Theater
Ugandan playwright draws from his own life for ‘A Time of Fire,’ a story about war
01:00 AM EST on Thursday, February 5, 2009

MULEKWA
Playwright Charles Mulekwa was 17 when Ugandan troops loyal to former dictator Idi Amin burst into his home and jammed a rifle in the face of his uncle, whom they suspected of being a rebel. Mulekwa pleaded with the gunman not to shoot, and without thinking, leaped between his uncle and the barrel of the gun.
The gunman reasoned the boy was not likely to risk his own life for a rebel soldier and took Mulekwa at his word that the man was in fact his uncle.
It was a tense moment, even for a nation that in its 45 years of independence has known only a decade of peace. Just walking the streets of Uganda was at one point a dangerous proposition.
Mulekwa drew upon the incident with his uncle for his 1999 play A Time of Fire, which opens tonight at Providence Black Repertory Company. Fire is Mulekwa’s first attempt at writing for a public outside Uganda. It’s a play about war: about three characters who flee the fighting and hide in a cave only to discover they have brought the war with them.
Mulekwa, 42, is based in Rhode Island now, as he completes a doctorate’s degree in theater performance at Brown University. The other day, he sat down at Black Rep to talk about his work.
Mulekwa, a slight, soft-spoken man, said that he once wrote social-situation plays, boy-meets-girl stories with a vernacular spin that would be meaningful only to Ugandans. But in the 1990s he wanted to touch upon more universal themes, and decided to tackle the issue of war, African war, any war.
“My early plays were about telling really good stories,” said Mulekwa. “They had no agenda. A Time of Fire has an agenda, how we talk to the rest of the world versus the Ugandan people.”
A Time of Fire, which takes its name from a line in the August Wilson play The Piano Lesson, started as a 15-character play and was gradually pared down to three characters: a soldier, a student and a thief. There are no women the play, said Mulekwa, because he didn’t know how to write about them without them being raped on stage.
So he sticks to dialogue, some of it episodic and a little hard to penetrate, about fighting and the cruelties of war.
In conversation at the end of the play, Omo, the student asks Ssasi the thief not to speak ill of the Stone Age people who left their art behind on the cave walls.
“Those people knew how to live together,” said Omo. “Make a good fire and share the warmth. Use it to keep away trouble from animals. We use it to burn innocent children and villages.
“These drawings you see were not a game. They were for studying the animals. These people got together and protected one another. We get together and kill each other. Tell me which is primitive?”
Most of his life Mulekwa, who said his grandmother would not let him serve in the army, has known war, known times when you had to dodge bullets on the street. That incident with his uncle and the soldiers left a deep impression. After the soldiers let his uncle alone, they demanded money and wanted to abduct his aunt. Again Mulekwa pleaded with the troops, saying his aunt just gave birth a couple of weeks ago.

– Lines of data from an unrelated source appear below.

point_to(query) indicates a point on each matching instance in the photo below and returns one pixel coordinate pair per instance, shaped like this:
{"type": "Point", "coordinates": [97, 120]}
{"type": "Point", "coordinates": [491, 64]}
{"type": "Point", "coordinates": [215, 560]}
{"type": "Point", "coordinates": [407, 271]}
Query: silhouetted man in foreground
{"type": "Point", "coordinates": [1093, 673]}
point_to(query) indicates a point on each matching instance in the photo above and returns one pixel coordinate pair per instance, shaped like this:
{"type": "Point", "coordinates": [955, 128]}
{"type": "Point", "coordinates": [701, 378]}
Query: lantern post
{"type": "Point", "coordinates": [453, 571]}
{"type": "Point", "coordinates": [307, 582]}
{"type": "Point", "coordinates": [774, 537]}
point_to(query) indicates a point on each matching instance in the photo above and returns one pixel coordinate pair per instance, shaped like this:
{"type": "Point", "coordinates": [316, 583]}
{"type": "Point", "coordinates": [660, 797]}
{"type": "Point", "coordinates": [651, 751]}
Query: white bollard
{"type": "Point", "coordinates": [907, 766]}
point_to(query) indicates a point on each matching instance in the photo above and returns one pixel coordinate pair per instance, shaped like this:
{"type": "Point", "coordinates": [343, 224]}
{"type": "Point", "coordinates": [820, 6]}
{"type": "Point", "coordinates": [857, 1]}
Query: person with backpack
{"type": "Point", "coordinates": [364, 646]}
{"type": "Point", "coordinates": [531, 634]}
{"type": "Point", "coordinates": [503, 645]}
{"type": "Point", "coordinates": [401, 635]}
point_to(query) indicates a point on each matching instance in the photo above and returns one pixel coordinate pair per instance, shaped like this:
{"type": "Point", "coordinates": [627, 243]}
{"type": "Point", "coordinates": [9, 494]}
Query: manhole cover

They then wanted to see the baby. If there were none, they said they would shoot Mulekwa in the legs. The baby was produced.
So the troops took just the money. But as they were leaving, the soldier carrying the cash turned and gave some back. This is for milk for the baby, he said.
Mulekwa was struck by the human side of this man who could be so menacing yet care for a child he didn’t know.
“Soldiers every now and then take a break, and they will come over and talk to you and show you their human side. I was very interested in how they became soldiers, if it was by accident or if some girl he loved was stolen away by a captain and he joined the army to get even with him.”
The character of the thief in the play, Ssasi, was inspired by a looter who one day walked past Mulekwa’s house with an open gash in his head, the result of glass shattering as he tired to break into a shop. Mulekwa wanted to find out as much as he could about the man and learned that he had bled to death.
As for the student in the play, Omo, he is based to some extent on Mulekwa.
A Time of Fire has been produced in Uganda, but it is not taught there in schools. Mulekwa, a consultant for the film The Last King of Scotland (he made sure Africans in the picture were faithfully represented) doesn’t know whether the government is opposed to the script or whether schools are engaging in a form of self-censorship that is prevalent in Uganda. Playwrights, said Mulekwa, are often “spoken to” about their work, and that is enough to keep a work from being produced. Then again, it may just be that the play is tough to take.
“In A Time of Fire the audience is required to think,” said Mulekwa, “and back home audiences don’t want to think. Life is hard enough. When people come to the theater they want to relax.”
Mulekwa, who goes back to Uganda every summer, has been living in the United States since 2003. He actually visited America during the previous year and got to see some of the country. When he received a scholarship from the Ford Foundation to attend school where ever he wanted, Mulekwa said he was familiar with Europe and thought he could learn a lot from going to school here. That has turned out to be the case. He said he has learned a lot more about Africa than he could if he were living there, books on the subject are so plentiful here.
“It’s more open here,” said Mulekwa. “America will study anything, no matter how uncomfortable.”